It is well known that physical inactivity, tobacco use, alcohol consumption, unhealthy diet, and overweight/obesity are modifiable risk factors for NCDs9,10,11. Around three in ten of all cancer cases and 36% of all cancer deaths in Chilean adults in 2018 were attributable to lifestyle risk factors. Smoking and high body mass index (BMI) were the leading causes of preventable cancers, followed by alcohol consumption, physical inactivity, low consumption of fruits and vegetables and passive smoking12.
Over the past two decades, Chile has undergone important health and epidemiological transitions. The prevalence of overweight/obesity reached 78% in 2017, among which, approximately, 4 million inhabitants (≥ 15 years) were living with obesity13. Additionally, 24% of the inhabitants are considered to be physically inactive13. Recently, Chile has experienced fast socioeconomic growth and lifestyle transition14,15, leading to the Chilean population having the highest prevalence of lifestyle risk factors for NCDs, particularly overweight and obesity, across Latin American countries16,17,18.
A recent study has indicated that the prevalence of NCDs has grown significantly in Chile between 1990 and 201910. Nonetheless, this study did not provide details on the prevalence and co-occurrence of lifestyle risk factors for NCDs in Chilean residents. Monitoring lifestyle risk factors for NCDs in adults, including their co-occurrence in the population, is important as risk factors can interact with each other, thereby producing greater risk of NCDs than the sum of individual risks19,20. In addition, co-occurrence of lifestyle risk factors has been associated with an increase in risk of all-cause and cardiovascular disease mortality21. This kind of evidence is crucial at the public health level to address comprehensive interventions and reduce the burden of diseases due to the synergistic association among risk factors. Such information could inform future public health policies and interventions aiming to reduce the burden of NCDs in Chile.

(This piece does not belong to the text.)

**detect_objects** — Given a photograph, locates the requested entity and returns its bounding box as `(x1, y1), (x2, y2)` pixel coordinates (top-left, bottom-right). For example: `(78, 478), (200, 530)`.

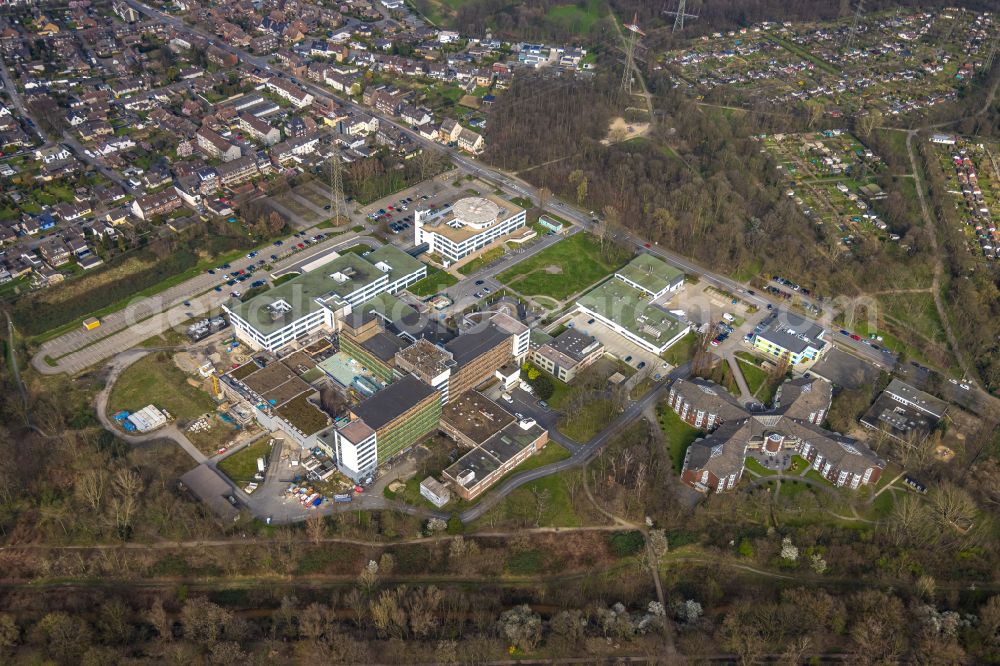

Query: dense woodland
(486, 58), (1000, 388)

In this study, we aimed to describe the prevalence and co-occurrence of lifestyle risk factors (physical inactivity, tobacco, alcohol, fruit and vegetable consumptions, and overweight/obesity) for NCDs in Chilean residents. We also examined the association between co-occurrence of three of more lifestyle risk factors and sociodemographic characteristics.
Methods
Chilean National Health Survey
This cross-sectional study was based on data from participants from the 2016–2017 Chilean National Health Survey (CNHS, Encuesta Nacional de Salud). The CNHS is a nationally representative population-based household survey on health behaviors13. A stratified multistage probability sample of 6233 participants aged ≥ 15 years was recruited. The sample included non-institucionalized participants (Chilean or foreign), located in urban and rural areas of the fifteen regions of Chile. Through the Kish algorithm, one participant per household was randomly selected. Response rate was 67%, with no replacements. In our study, we excluded adolescents between 15 to 17 years of age due to small sample size to provide specific analysis for this group. Of note, adolescents have different lifestyle behaviors than those observed in adults22,23. Additionally, participants with missing data on any lifestyle risk factors (n = 238) were excluded.Thus, the final analytical sample included 5995 participants between 18 and 98 years of age with complete data.

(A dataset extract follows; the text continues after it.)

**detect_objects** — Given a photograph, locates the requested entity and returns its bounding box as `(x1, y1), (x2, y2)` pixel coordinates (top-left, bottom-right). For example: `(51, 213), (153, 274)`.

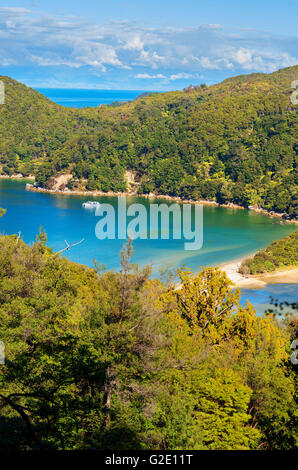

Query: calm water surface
(0, 179), (297, 309)
(38, 88), (143, 108)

Data was collected through structured face-to-face interviews carried out in the households between August 2016 and March 2017. The main survey included questions covering health conditions, health risk and protective factors (e.g. physical activity, tobacco use, alcohol use, overweight). The interviewers collected anthropometric measurements and self-reported information on health, household characteristics, and living conditions.

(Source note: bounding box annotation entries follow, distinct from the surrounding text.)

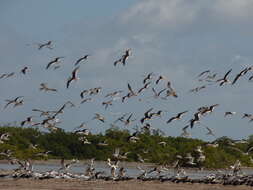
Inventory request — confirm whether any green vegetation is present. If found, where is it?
[0,127,253,168]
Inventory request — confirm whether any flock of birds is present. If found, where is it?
[0,41,253,186]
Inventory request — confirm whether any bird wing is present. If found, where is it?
[223,69,232,79]
[127,83,135,94]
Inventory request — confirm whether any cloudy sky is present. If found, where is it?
[0,0,253,140]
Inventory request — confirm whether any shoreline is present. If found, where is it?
[0,179,252,190]
[0,159,253,171]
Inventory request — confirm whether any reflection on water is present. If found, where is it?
[0,162,253,179]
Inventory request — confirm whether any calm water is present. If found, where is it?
[0,162,253,178]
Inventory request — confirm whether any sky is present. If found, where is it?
[0,0,253,140]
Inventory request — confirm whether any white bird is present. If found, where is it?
[107,158,119,178]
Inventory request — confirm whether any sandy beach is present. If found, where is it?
[0,179,252,190]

The study protocol was approved of the National Health Survey of Chile 2016–2017 and by the Scientific Ethics Committee of the Faculty of Medicine of Pontificia Universidad Católica de Chile (project number 16-019), and written informed consent was obtained before data collection. All aspects of the study were in accordance with the Declaration of Helsinki.
Lifestyle risk factors for non-communicable disease
The lifestyle risk factors for NCDs included in this study were physical inactivity, tobacco use, alcohol use, low intake of fruits and vegetables and overweight/obesity.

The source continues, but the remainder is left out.